Tuesday, 16 March 2010

Drunk in Charge of a Penis, and other Rape Metaphors

I've been diving into the Blogsphere recently, mainly at awesome places like The Sexist - a blog I think everyone should read - and there have been quite a few posts about rape*, and why it is or isn't a lot like X. And I'm noticing a few themes here. Aside from the usual victim-blaming crap, or at the very least, perpetrator-excusing crap **, there seems to be the disturbing tendancy to compare women to money or goods. I cannot count the times that I've seen a woman's wearing of a short skirt, or getting drunk, or making a bad decision (or several) being compared to someone openly displaying property. Even by feminists and allies.

I think just about everyone will be familiar with the "Jut because someone is flashing their wallet doesn't mean they are asking to get robbed" analogy (or its odious cousin which claims that they were asking to get robbed) but how about the Shop window full of goods, or the parking your car in the wrong place, or this one:

"Let’s say a short skirt is “sexually provocative.” If so, then putting a “for sale” sign on your car is also provocative. If you put the sign up, that means you hope someone is going to be interested in buying your car. That doesn’t give them the right to steal your car, nor does it oblige you to sell your car for any price they offer just because you “provoked” the car-buying public into making offers in the hopes that someone would propose a deal you thought was worthwhile" (post 39)

Why do, even people making the right kind of point, still have to return to the same stupid mindset of the people who coined the word "rape" (which, as etymologists will tell you, originaly meant the same as "theft") to try and convince people that it is wrong, no matter what the circumstances. All the time we seem to come back to this idea that rape is a property crime (or at least analogous with one). Why is this? Why not use a comparison with, say, murder? It's not person A's fault if person B murders them, even if person A was being deliberately (or accidentally) antagonistic and "totally asking for it" - and I think we can all agree on that. So why is it any different if person B rapes person A instead? Why do all those "they were asking for it" arguments get given so much weight now? I think that's pretty clear cut. But people get upset when you equate destroying another human life with "just"... well, destroying another human's life.***

So how about this one; let's stop equating the woman with property, and try a little role reversal. Instead of saying that a woman is a car who shouldn't be parked in a bad neighbourhood, let's equate a penis with a car; and why not - men do it all the time :).
If you get run over by a car, or are a passenger in a car when it crashes, is it your fault you got hurt, or the driver's? I'm going to say, (and I think the laws of the land agree with me here) that it's going to be the driver's fault - ie, the active participant. Over at The Sexist again, they agree with me, and Amanda Hess has done a great piece which includes a section about how driving is a privilege, and in some cases, while legally pedestrians have right of way, this sense of privilege tends to mean that drivers ignore the law and as a result people get hurt... (sounding familiar anyone?) only no-one would ever think to blame the pedestrian in this scenario, while we blame rape victims all the time...
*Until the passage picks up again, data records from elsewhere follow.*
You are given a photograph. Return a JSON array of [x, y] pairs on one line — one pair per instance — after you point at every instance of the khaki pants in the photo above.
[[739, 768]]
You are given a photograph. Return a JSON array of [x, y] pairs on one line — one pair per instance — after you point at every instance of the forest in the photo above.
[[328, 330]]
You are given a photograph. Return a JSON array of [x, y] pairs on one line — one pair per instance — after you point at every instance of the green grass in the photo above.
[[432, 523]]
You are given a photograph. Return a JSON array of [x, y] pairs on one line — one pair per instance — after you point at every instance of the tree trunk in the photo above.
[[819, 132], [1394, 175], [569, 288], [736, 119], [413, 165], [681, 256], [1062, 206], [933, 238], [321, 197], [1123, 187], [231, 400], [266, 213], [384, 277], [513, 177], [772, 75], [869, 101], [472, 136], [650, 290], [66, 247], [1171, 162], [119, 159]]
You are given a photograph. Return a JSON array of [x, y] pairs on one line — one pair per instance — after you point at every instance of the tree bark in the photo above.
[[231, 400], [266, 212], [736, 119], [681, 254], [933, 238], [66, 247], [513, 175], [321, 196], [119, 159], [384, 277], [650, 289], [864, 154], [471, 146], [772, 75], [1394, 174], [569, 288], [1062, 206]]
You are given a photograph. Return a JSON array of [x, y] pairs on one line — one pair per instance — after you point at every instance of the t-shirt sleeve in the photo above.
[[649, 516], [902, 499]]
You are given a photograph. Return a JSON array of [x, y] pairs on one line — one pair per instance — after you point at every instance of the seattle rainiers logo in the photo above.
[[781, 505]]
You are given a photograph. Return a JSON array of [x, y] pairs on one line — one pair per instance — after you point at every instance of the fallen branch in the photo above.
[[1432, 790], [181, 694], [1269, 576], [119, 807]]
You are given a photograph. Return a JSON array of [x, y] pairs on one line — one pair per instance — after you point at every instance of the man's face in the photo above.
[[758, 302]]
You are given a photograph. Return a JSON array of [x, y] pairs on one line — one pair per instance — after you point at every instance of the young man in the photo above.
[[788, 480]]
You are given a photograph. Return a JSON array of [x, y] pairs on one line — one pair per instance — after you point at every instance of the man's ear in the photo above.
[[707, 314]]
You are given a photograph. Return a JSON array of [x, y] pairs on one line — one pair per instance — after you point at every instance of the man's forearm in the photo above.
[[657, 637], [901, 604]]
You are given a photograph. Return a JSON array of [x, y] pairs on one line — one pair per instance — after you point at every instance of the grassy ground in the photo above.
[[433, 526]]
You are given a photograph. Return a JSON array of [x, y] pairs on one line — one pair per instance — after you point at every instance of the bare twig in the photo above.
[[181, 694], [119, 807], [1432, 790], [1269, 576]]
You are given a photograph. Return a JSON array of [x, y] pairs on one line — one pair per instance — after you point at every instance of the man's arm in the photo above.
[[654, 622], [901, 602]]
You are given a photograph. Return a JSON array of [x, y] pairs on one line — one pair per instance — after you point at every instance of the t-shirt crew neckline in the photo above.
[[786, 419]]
I came up with a few others - the passenger-in-a-car one, explaining why it's often difficult to say "I want to get out" when your friend is driving dangerously, or the "flirting" one explaining that consenting to being given a lift home is not the same as consenting to being in a car crash, or the drink-driving one suggesting that even if your judgement is impared with regards to who you accept a lift from, it's still not your fault if the driver crashes - But the thing is, while I enjoy making up metaphors like this (and the drunk-in-charge-of-a-penis jokes that follow), the sad thing is that no metaphor can ever really do justice to the fact that rape is a hideous, heinous, horrific crime, and no-one should ever have to be blamed for it happening to them. I may complain about the kinds of metaphors being used to teach people that victim blaming is not ok but truth is, it's even sadder that we need to use metaphors, indeed that we have to explain this to some people at all.
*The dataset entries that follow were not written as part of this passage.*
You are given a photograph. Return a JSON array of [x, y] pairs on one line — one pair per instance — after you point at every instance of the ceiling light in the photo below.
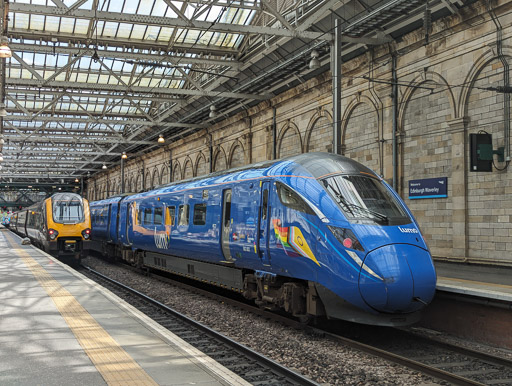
[[314, 62], [5, 51], [213, 111]]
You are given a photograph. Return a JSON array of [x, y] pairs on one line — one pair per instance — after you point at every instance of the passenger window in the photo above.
[[183, 215], [169, 216], [158, 215], [265, 205], [292, 200], [147, 216], [140, 216], [199, 214]]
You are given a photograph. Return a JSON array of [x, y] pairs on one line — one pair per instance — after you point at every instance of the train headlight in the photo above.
[[53, 234], [347, 238], [86, 233]]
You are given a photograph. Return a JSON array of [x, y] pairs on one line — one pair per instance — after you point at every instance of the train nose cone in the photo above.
[[397, 278]]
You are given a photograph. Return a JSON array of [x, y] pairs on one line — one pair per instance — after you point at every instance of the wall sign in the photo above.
[[428, 188]]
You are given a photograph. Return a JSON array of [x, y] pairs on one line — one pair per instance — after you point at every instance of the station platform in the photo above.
[[482, 281], [59, 328]]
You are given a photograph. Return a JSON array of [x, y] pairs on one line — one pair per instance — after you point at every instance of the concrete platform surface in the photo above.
[[489, 282], [59, 328]]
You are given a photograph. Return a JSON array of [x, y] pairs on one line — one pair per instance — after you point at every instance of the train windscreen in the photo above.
[[68, 208], [366, 198]]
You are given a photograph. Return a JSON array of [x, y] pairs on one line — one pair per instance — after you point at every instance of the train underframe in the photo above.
[[269, 291]]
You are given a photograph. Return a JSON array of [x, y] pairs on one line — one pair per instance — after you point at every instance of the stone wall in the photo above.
[[443, 97]]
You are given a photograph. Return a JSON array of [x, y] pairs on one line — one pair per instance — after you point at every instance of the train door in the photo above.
[[226, 224], [264, 221], [129, 222]]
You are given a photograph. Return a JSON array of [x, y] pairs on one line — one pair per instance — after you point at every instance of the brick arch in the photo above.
[[219, 159], [360, 132], [155, 178], [200, 167], [164, 174], [318, 132], [289, 141], [148, 177], [236, 155]]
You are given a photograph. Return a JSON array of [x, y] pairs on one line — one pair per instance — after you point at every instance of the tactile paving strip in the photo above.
[[111, 360]]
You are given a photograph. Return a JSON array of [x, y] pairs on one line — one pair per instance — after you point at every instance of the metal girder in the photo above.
[[14, 90], [137, 89], [162, 21], [98, 121], [54, 139]]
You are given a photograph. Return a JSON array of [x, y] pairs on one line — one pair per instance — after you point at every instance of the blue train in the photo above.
[[314, 235]]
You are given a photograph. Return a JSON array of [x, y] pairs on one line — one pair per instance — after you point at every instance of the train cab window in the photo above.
[[199, 214], [170, 215], [183, 215], [292, 200], [147, 216], [158, 216]]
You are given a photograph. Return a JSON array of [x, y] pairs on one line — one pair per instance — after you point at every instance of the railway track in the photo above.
[[246, 363], [446, 362]]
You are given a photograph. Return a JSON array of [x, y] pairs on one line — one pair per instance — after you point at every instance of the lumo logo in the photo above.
[[408, 230]]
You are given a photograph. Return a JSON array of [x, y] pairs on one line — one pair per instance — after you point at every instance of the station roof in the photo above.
[[91, 79]]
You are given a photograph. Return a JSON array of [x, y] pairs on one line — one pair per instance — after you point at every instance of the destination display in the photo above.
[[428, 188]]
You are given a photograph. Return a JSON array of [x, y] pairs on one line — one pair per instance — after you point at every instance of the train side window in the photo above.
[[292, 200], [199, 214], [147, 216], [158, 216], [183, 215], [140, 216], [170, 215]]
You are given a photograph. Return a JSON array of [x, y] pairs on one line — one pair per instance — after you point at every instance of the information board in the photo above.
[[428, 188]]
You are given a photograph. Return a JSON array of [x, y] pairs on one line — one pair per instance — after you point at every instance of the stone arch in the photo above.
[[155, 179], [176, 171], [319, 132], [201, 167], [289, 141], [236, 155], [188, 169], [360, 132], [219, 159], [164, 174]]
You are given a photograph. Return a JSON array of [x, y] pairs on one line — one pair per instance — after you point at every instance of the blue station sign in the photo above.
[[428, 188]]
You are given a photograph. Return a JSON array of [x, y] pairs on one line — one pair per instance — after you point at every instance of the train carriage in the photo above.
[[315, 234]]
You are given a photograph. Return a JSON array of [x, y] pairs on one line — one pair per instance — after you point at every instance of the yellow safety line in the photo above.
[[475, 282], [111, 360]]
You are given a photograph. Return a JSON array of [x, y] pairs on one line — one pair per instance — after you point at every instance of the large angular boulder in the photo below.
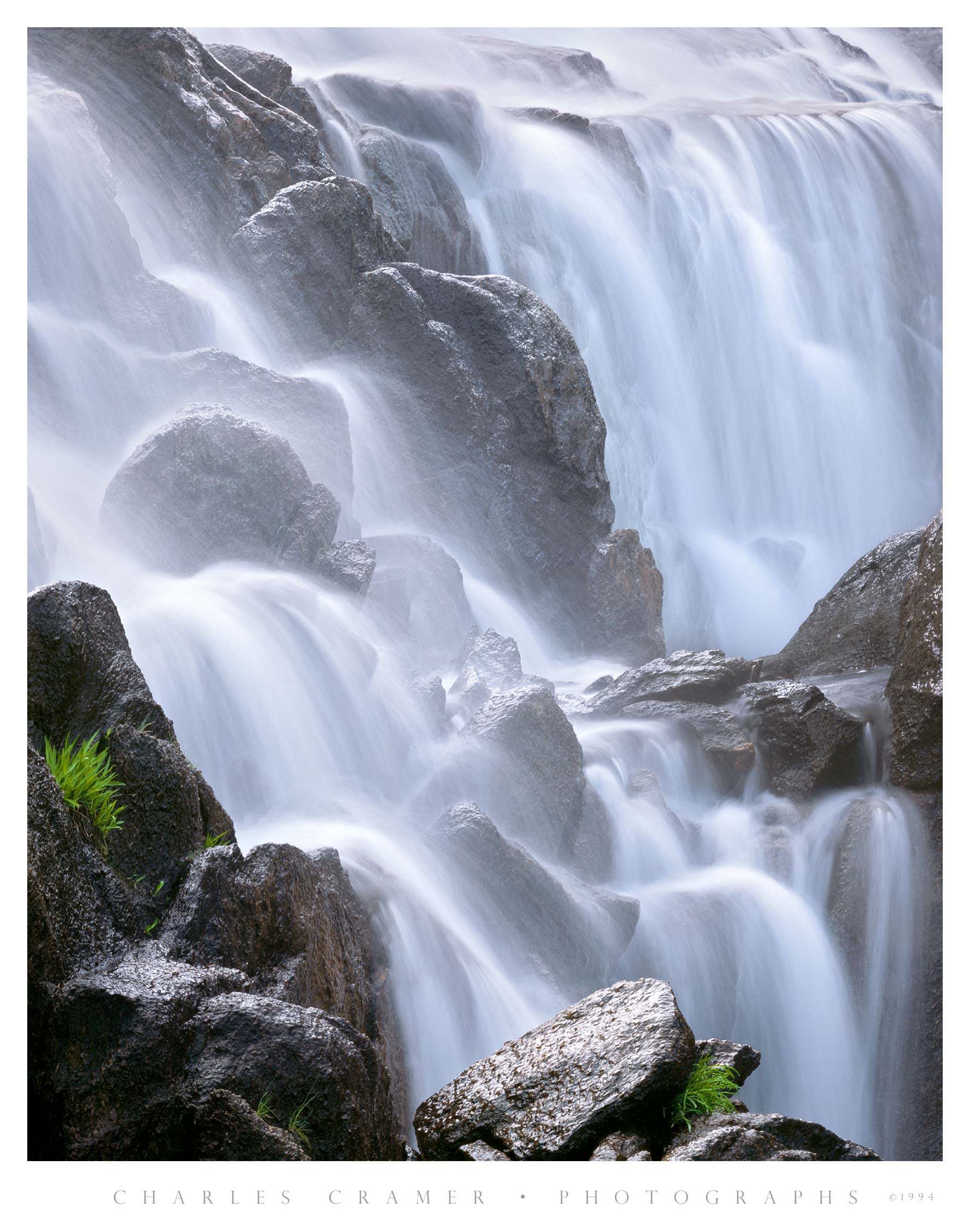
[[535, 766], [762, 1136], [915, 688], [562, 1087], [727, 748], [228, 147], [857, 624], [625, 600], [576, 943], [804, 741], [685, 675], [210, 487]]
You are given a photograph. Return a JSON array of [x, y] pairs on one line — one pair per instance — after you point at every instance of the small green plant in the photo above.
[[300, 1119], [88, 781], [709, 1089]]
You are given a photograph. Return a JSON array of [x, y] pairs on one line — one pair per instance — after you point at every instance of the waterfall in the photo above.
[[745, 243]]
* Yes, the "Alex" in the comments is me on this one...
** Not always the same thing - this one usually comes up in the "rape as natural disaster" analogies.
*** I never know if this is disengenuous or not towards rape survivors - is tying someone's life (and the destruction thereof) to their bodily integrity (and the violation thereof) trivialising the person? Or is it trivialising the suffering to say that rape does anything less? Suffice to say that I think rape has the potential to destroy someone's life and/or mental wellbeing - or at least f**k it up beyond recognition.